NRCS has received $2.2 billion in applications for the Regional Conservation Partnership Program, far more than the $500 million available for RCPP in FY23 through either through the IRA or through funding in the expiring 2018 farm bill.

During a recent conference call with conservation program advocates, NRCS officials indicated they would be expanding the number of practices that will be eligible for IRA funding, said Ferd Hoefner, a policy consultant.

A spokesman for Senate Ag Republicans, Patrick Creamer, said that the demand for the IRA funding doesn’t address the GOP senators’ concerns. 

“The debate surrounding moving IRA funds into the farm bill is not about concern over USDA’s ability to spend those dollars or demand for these programs.
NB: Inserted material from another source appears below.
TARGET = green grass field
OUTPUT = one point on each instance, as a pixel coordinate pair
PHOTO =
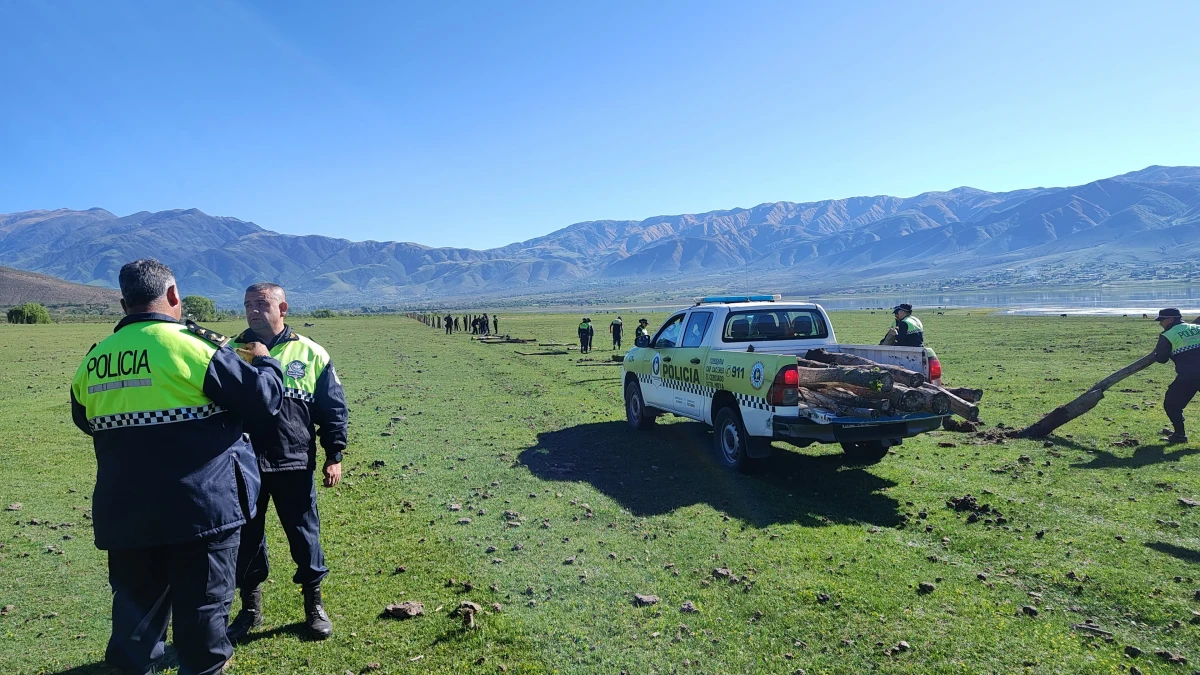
(1095, 530)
It is about whether Congress can agree to bring unobligated funds into the permanent baseline in a bipartisan manner so that all farmers have the opportunity to access all practices to help meet their unique conservation needs and achieve our shared goals,” Creamer said.

“The demand for these programs would exist if they stayed in the IRA with the current climate requirements, or if these funds were moved into farm bill program and opened up to all practices,” Creamer said. 

Bruce Knight, a conservation policy consultant who served as chief of NRCS during the George W. Bush administration, said he believes part of the demand for RCPP came from applicants proposing projects in the Partnerships for Climate-Smart Commodities program that were unable to secure a spot in the initiative. 

Knight expects high interest in RCPP to continue into next year’s sign-up. He said more private companies have become interested in the RCPP program amid a “groundswell of consumer interest” in conservation.